20% of public housing in disrepair

Sherbrooke’s public housing crumbles as director’s pay soars

The salary of the official who runs the public housing office in Sherbrooke, Quebec, has more than doubled in four years. That’s four times the region’s median worker income, and more than six times the income cap for accessing the organization’s social housing. Meanwhile, one in five units in the network is in an advanced state of disrepair. Tenants have almost no input, and neither does the community that funds them.

Marie-Claude Bégin, director general of the Office municipal d’habitation de Sherbrooke (OMHS), was making $98,000 a year in 2020. She now makes $214,000. Plenty of trade unionists would dream of landing a raise like that: a 118% jump in four years, as revealed by La Tribune.

The Société d’habitation du Québec (SHQ), which oversees housing offices, sets pay scales for those positions. Going by that scale, Bégin’s salary sits more than $80,000 above the authorized maximum for her position. The SHQ knows about the overage and considers it acceptable. Why? Because Bégin reportedly also took on the interim role of director of client services. It seems unlikely, though, that she put in 70 to 80 hours a week to cover the full workload of both positions.

Bégin reportedly held both roles for close to a year. The director of client services position was eventually filled in September 2024, but only on a temporary basis; the post is vacant again.

Yet the OMHS could clearly use that money elsewhere. In April, La Tribune reported that one in five public housing units in Sherbrooke is in an advanced state of disrepair—228 units spread across 21 buildings. The OMHS’s asset maintenance deficit jumped from $6.6 million in 2023 to $24.5 million in 2025, an increase of roughly 370%. And that’s not counting the housing waitlist, which now stretches to 1,400 households.
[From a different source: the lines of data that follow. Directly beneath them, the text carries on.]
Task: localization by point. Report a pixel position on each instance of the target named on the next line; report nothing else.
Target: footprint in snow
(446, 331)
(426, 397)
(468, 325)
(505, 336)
On the left, Marie-Claude Bégin. On the right, Laure Letarte-Lavoie. Source: Instagram, @laureletartelavoie.

To qualify for low-rent housing through the OMHS, a couple’s or single person’s income can’t exceed $35,500 a year, a sixth of what the organization’s director makes. A median worker in the region earns $57,000 a year before tax, nearly a quarter of what Bégin makes.

The OMHS board of directors, which is supposed to oversee the budget and the director’s work, is made up of seven people: three appointed by the City, two by the Minister of Housing from among “socio-economic groups representative of the territory” (a vague criterion that gives the minister total discretion), and only two tenants elected by their peers. No seat is reserved for an elected representative of local communities. Tenants and the public who fund the organization are therefore a minority on the board, holding less than 30% of the votes.

Board chair Laure Letarte-Lavoie, appointed by City Council, declined to comment on the salary matter, as did Marie-Claude Bégin. The board has set no timeline to look into the issue.